Такое прозвище дали ему полицейские. Он заслужил его зверствами, которым подвергал свои жертвы. Его инструментами были скотч и скальпель, а добычей становились мирно спавшие женщины, которые и не подозревали о том, что в темноте над ними склонился убийца, предвкушавший удовольствие от первого надреза. Джейн Риццоли стала последним объектом его фантазий, оппонентом в игре разума, проиграть в которой он не собирался.
Но именно Риццоли обезвредила его единственным выстрелом, поразившим позвоночник. Вселенная парализованного Уоррена Хойта усохла до размеров больничной койки, и его единственной радостью остались фантазии, игры ума, столь же блестящего и опасного, как прежде.
— Конечно, я помню его, — ответила Маура. Она видела результаты его работы, ужасные увечья, которые его скальпель оставил на теле одной из жертв.
— Я ведь постоянно навожу о нем справки, — продолжила Риццоли. — Ну, просто для того, чтобы убедиться: хищник по-прежнему в клетке. Да, он действительно прикован к постели. И каждую среду вот уже в течение восьми месяцев его кое-кто навещает. Доктор Джойс О'Доннел.
Маура нахмурилась.
— Зачем?
— Она уверяет, что это необходимо для ее исследований в области психологии жестокого поведения. По ее теории, убийцы не несут ответственности за свои действия. Корни, дескать, в родовых травмах или тяжелом детстве, которые вызывают у них тягу к насилию. Разумеется, для адвокатов она просто находка. Ее послушать, так Джеффри Дамер был попросту не понят, а Джона Уэйна Гэйси слишком часто били по голове. Она оправдает кого угодно.
— Видимо, она выполняет работу, за которую платят.
— Я не думаю, что она делает это из-за денег.
— Тогда из-за чего?
— Ей просто хочется личного контакта с теми, кто убивает. Она говорит, что это ее исследовательская работа, что она делает это ради науки. Ну да, Йозеф Менгеле тоже убивал ради науки. Все это отговорки, она просто стремится придать лоск респектабельности тому, что она делает.
— И что же она делает?
— Ищет источник возбуждения. Она балдеет, когда слушает о фантазиях убийцы. Ей нравится погружаться в его душу, смотреть на мир его глазами. Понимать, что значит быть чудовищем.

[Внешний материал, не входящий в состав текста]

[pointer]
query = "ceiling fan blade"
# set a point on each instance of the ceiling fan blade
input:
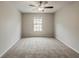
(49, 7)
(32, 5)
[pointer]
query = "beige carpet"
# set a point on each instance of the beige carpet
(40, 47)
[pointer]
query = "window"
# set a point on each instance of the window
(37, 24)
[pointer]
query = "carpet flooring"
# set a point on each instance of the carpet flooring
(40, 47)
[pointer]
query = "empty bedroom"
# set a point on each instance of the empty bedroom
(39, 29)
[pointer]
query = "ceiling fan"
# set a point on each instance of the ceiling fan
(41, 5)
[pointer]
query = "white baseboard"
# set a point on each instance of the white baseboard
(68, 45)
(8, 49)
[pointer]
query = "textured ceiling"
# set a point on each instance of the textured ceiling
(24, 7)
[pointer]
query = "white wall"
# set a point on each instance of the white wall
(27, 25)
(67, 25)
(10, 26)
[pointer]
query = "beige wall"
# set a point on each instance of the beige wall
(10, 26)
(67, 25)
(27, 25)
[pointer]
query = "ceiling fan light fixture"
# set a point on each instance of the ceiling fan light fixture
(40, 8)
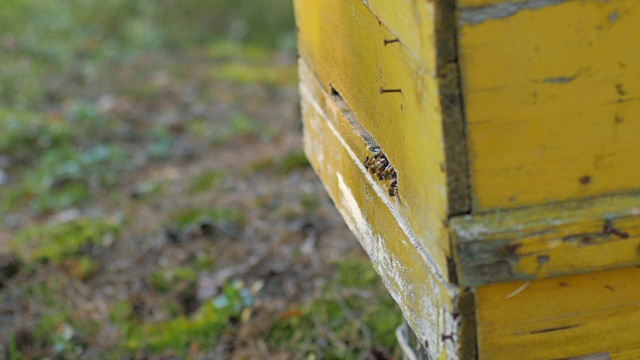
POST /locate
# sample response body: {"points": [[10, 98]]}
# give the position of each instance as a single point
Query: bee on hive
{"points": [[379, 165]]}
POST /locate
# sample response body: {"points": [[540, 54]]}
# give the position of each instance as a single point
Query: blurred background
{"points": [[155, 202]]}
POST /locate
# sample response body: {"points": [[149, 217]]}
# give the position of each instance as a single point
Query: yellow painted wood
{"points": [[483, 3], [551, 96], [561, 318], [552, 240], [431, 305], [426, 28], [343, 43]]}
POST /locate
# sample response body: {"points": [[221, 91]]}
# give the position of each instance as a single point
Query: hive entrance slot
{"points": [[376, 162]]}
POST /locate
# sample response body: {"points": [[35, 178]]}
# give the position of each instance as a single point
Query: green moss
{"points": [[292, 161], [207, 323], [55, 243], [189, 217], [348, 317], [205, 181], [166, 279]]}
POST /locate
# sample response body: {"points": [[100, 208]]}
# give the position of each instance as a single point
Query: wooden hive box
{"points": [[513, 130]]}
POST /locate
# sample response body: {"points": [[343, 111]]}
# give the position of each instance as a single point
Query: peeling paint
{"points": [[477, 15]]}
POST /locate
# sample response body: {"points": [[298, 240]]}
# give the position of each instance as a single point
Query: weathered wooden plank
{"points": [[426, 28], [395, 100], [434, 308], [552, 240], [551, 96], [572, 317]]}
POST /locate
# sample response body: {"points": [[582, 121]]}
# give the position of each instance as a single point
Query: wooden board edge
{"points": [[432, 306], [547, 241]]}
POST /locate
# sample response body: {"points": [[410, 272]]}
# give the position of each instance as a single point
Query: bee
{"points": [[389, 173], [393, 188], [377, 164]]}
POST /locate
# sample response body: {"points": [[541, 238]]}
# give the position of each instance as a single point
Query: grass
{"points": [[67, 71]]}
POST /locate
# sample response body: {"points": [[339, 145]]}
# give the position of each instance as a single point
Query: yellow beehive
{"points": [[486, 153]]}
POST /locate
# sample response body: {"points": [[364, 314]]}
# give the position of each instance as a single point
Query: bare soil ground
{"points": [[212, 205]]}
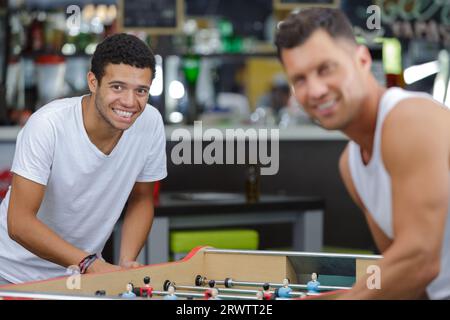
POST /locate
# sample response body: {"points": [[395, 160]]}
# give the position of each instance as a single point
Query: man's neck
{"points": [[362, 129]]}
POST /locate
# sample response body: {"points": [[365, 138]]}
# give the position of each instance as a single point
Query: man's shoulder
{"points": [[415, 114], [416, 127]]}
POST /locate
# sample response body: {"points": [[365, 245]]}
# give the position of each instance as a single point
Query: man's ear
{"points": [[92, 82], [364, 58]]}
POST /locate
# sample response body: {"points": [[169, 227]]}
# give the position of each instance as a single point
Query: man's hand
{"points": [[100, 266]]}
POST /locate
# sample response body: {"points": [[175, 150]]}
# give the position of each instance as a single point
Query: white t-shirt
{"points": [[86, 190]]}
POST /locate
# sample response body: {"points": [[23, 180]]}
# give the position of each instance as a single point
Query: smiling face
{"points": [[328, 78], [121, 95]]}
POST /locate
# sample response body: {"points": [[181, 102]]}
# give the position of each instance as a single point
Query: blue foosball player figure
{"points": [[285, 290], [214, 294], [146, 290], [171, 295], [129, 294], [313, 285]]}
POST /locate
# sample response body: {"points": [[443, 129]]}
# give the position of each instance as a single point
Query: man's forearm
{"points": [[39, 239], [136, 227], [403, 275]]}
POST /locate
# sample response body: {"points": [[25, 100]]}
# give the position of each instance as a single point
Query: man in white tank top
{"points": [[397, 165]]}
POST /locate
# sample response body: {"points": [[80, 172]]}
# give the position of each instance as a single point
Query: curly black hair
{"points": [[122, 48], [299, 26]]}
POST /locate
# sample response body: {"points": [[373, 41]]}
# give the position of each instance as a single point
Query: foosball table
{"points": [[209, 273]]}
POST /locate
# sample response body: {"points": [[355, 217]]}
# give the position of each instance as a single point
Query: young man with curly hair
{"points": [[77, 162], [396, 166]]}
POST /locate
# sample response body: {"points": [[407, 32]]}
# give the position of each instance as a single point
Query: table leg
{"points": [[308, 231], [157, 247]]}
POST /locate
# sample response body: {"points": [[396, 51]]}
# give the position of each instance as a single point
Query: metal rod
{"points": [[201, 295], [296, 254], [275, 285]]}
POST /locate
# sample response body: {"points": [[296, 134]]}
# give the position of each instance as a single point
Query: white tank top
{"points": [[373, 184]]}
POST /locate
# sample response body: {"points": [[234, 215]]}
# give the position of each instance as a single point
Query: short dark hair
{"points": [[122, 48], [299, 26]]}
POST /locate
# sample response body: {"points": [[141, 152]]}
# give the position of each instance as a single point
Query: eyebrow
{"points": [[124, 83]]}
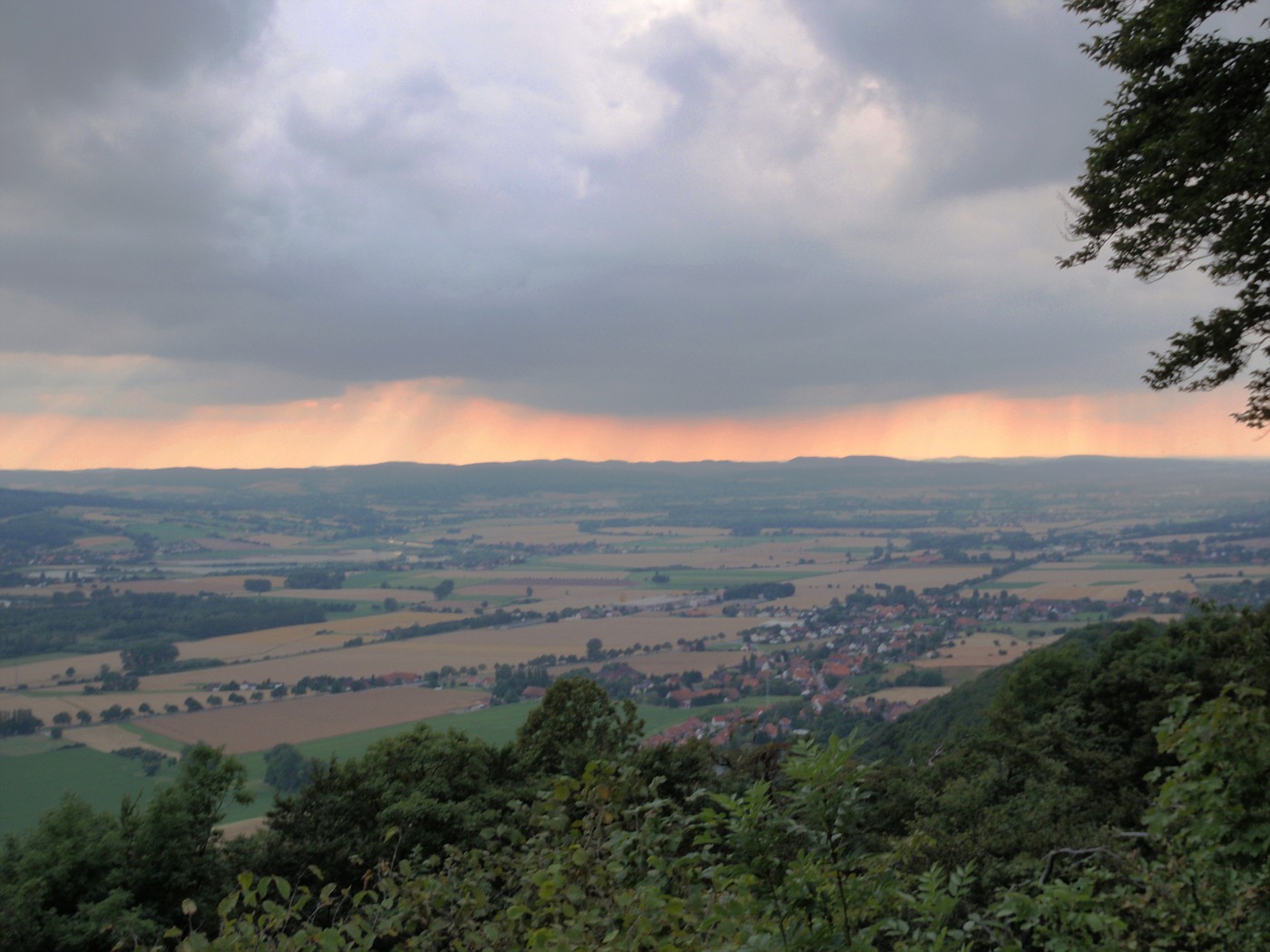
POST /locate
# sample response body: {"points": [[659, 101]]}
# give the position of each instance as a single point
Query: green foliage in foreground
{"points": [[601, 862], [1050, 819]]}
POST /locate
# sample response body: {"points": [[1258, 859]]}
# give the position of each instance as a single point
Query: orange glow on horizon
{"points": [[422, 423]]}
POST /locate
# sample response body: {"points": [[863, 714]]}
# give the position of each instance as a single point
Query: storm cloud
{"points": [[667, 209]]}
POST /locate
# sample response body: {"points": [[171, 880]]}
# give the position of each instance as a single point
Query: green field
{"points": [[34, 782], [35, 772]]}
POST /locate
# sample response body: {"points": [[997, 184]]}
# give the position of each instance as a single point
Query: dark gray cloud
{"points": [[737, 209]]}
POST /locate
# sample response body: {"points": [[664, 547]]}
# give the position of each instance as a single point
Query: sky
{"points": [[243, 234]]}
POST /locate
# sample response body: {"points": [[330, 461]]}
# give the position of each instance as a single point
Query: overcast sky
{"points": [[552, 215]]}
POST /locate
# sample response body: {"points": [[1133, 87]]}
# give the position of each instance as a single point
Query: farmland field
{"points": [[628, 558]]}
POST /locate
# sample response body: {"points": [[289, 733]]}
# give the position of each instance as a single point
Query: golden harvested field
{"points": [[311, 717], [37, 675], [47, 706]]}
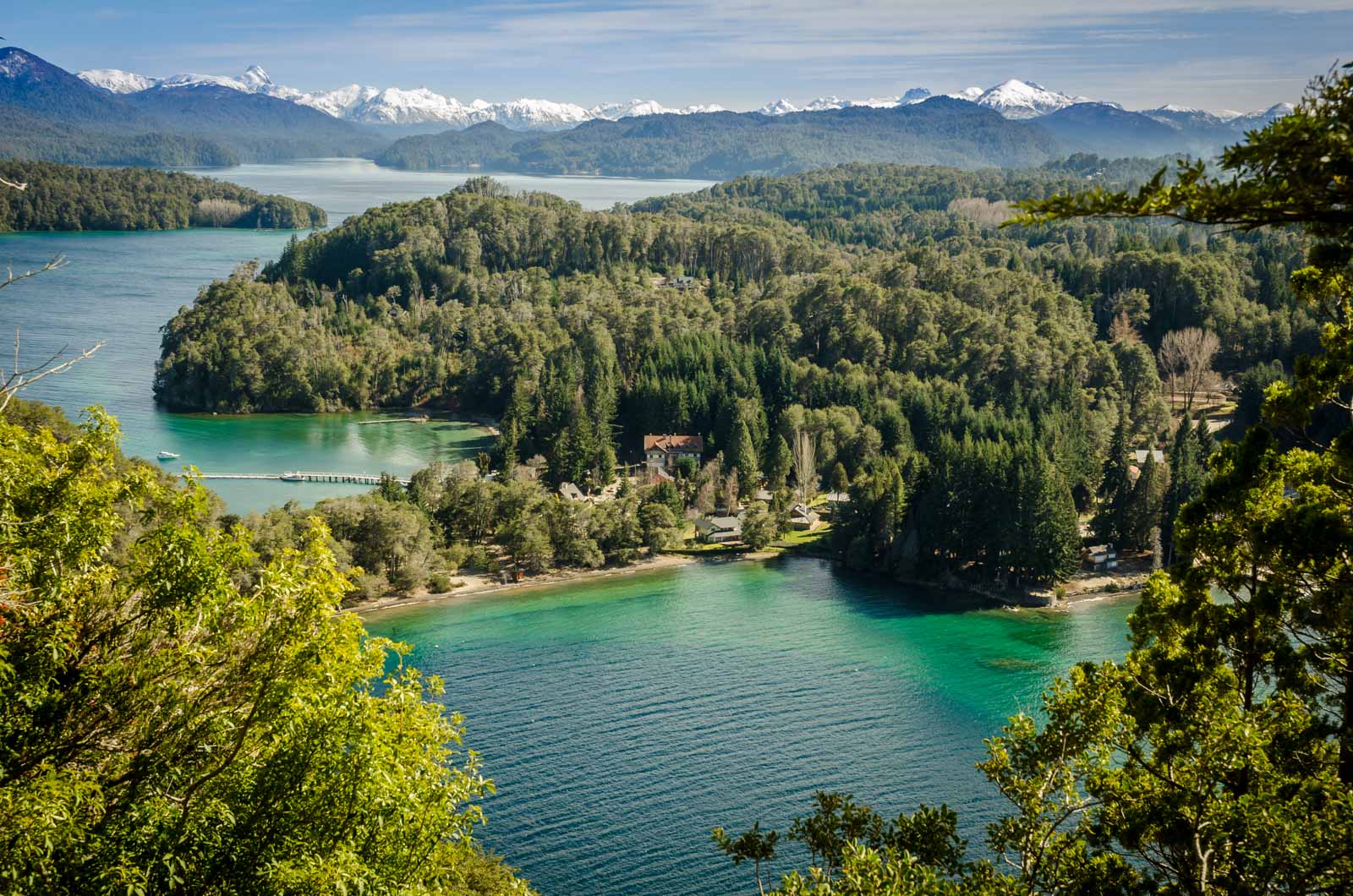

— Вы так говорите, будто она и сама такая.
— Возможно, ей хочется быть такой. Я видела письма, которые она писала Хойту, когда тот находился в тюрьме. Она просила его поделиться с ней деталями совершенных убийств. О да, она обожает детали.
— Многие люди любопытствуют по поводу того, что касается смерти.
— Она не просто любопытна. Ей хочется знать, каково это — резать кожу и наблюдать, как жертва истекает кровью. Что значит наслаждаться бесконечной властью. Она жаждет подробностей, как вампир жаждет крови. — Риццоли немного помолчала. Потом усмехнулась: — Знаете, я только сейчас поняла кое-что. А ведь она и в самом деле вампир. Они с Хойтом питают друг друга энергией. Он пересказывает ей свои фантазии, а она говорит, что в них нет ничего плохого. Что абсолютно нормально заводиться от мысли о чьей-то перерезанной глотке.
— И вот теперь она навещает мою мать.
— Да. — Риццоли взглянула на нее. — Интересно, какими фантазиями делится с ней ваша мать?
Маура подумала о тех преступлениях, в которых обвинили Амальтею Лэнк. Интересно, что она думала, когда подбирала двух сестер на дороге? Возбуждало ли ее предвкушение убийства, пьянящая доза власти?
— Сам факт, что О'Доннел сочла Амальтею достойной своего внимания, кое о чем говорит, — заметила Риццоли.
— И о чем же?
— О'Доннел не тратит время на заурядных убийц. Ей неинтересен вооруженный грабитель, который палит из пистолета. Или муж, который в порыве ярости сбрасывает жену с лестницы. Нет, она предпочитает иметь дело только с теми, кому нравится убивать. Кто лишний раз прокручивает нож в теле жертвы, потому что ему нравится скрести лезвием по кости. Она проводит время только с особенными убийцами. С чудовищами.
«С моей матерью, — подумала Маура. — Выходит, она тоже чудовище?»